Phonological Fossils: Machine Learning Detection of Non-Mainstream Vocabulary in Sulawesi Basic Lexicon
arXiv cs.CL / 4/3/2026
💬 OpinionIdeas & Deep AnalysisModels & Research
Key Points
- The paper investigates whether “non-conforming” basic vocabulary in six Sulawesi Austronesian languages reflects a pre-Austronesian substrate or independent innovation by testing this computationally.
- It combines rule-based cognate subtraction with an XGBoost classifier over 26 phonological features, achieving AUC=0.763 for separating inherited from non-mainstream forms.
- The machine-learning model finds a phonological fingerprint for non-mainstream candidates, including longer word forms, more consonant clusters, higher glottal stop rates, and fewer Austronesian prefixes.

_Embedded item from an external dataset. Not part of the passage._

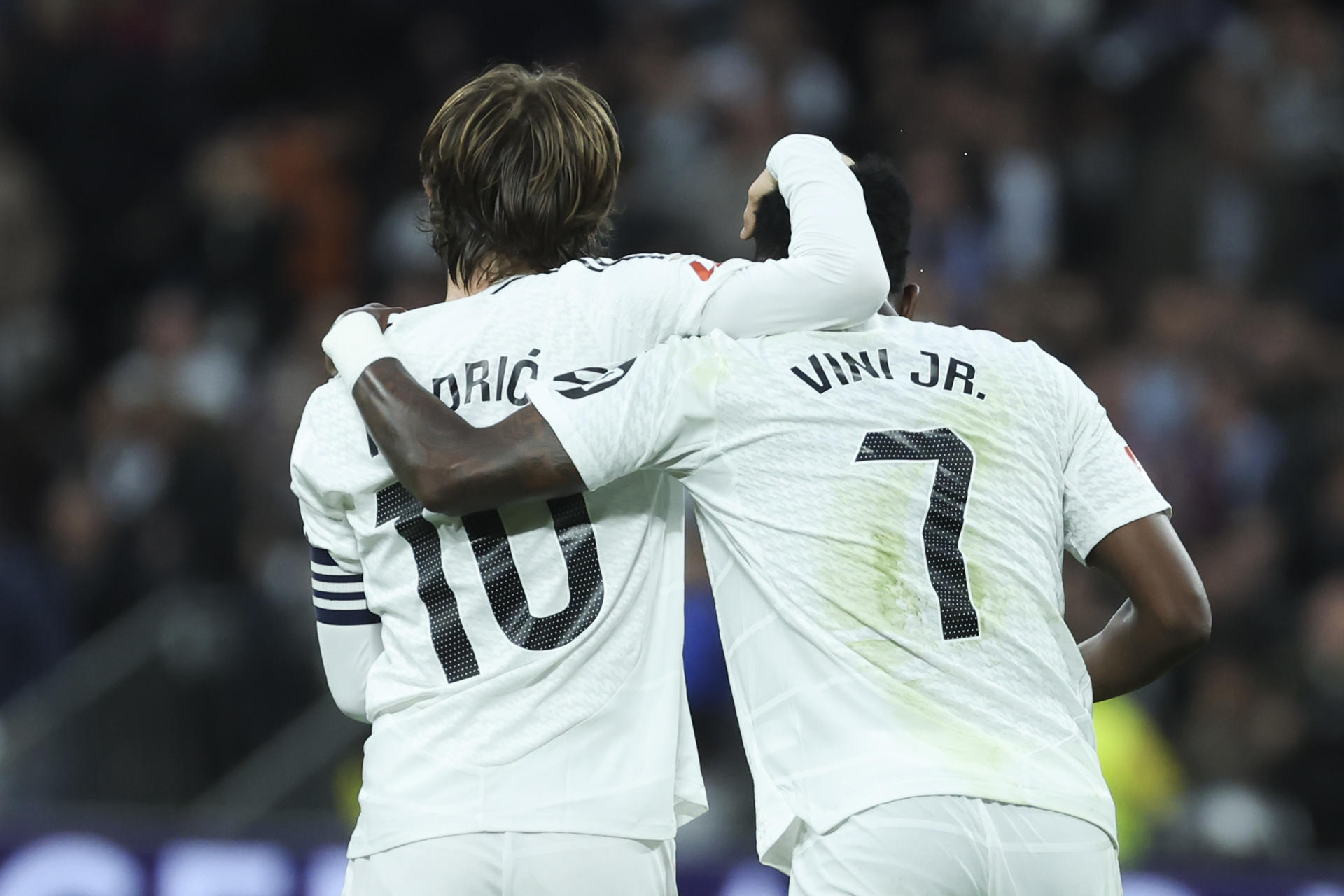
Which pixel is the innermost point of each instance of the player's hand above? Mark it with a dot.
(764, 186)
(382, 314)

- Cross-method agreement yields 266 high-confidence non-mainstream candidates (Cohen’s kappa=0.61), but clustering shows no coherent word families and no statistical support for a single shared substrate layer.
- Applying the approach to 16 additional languages indicates geographic patterning, with higher predicted non-mainstream rates in Sulawesi (mean P_sub=0.606) than in Western Indonesian languages (0.393), supporting regional mixture rather than one substrate language.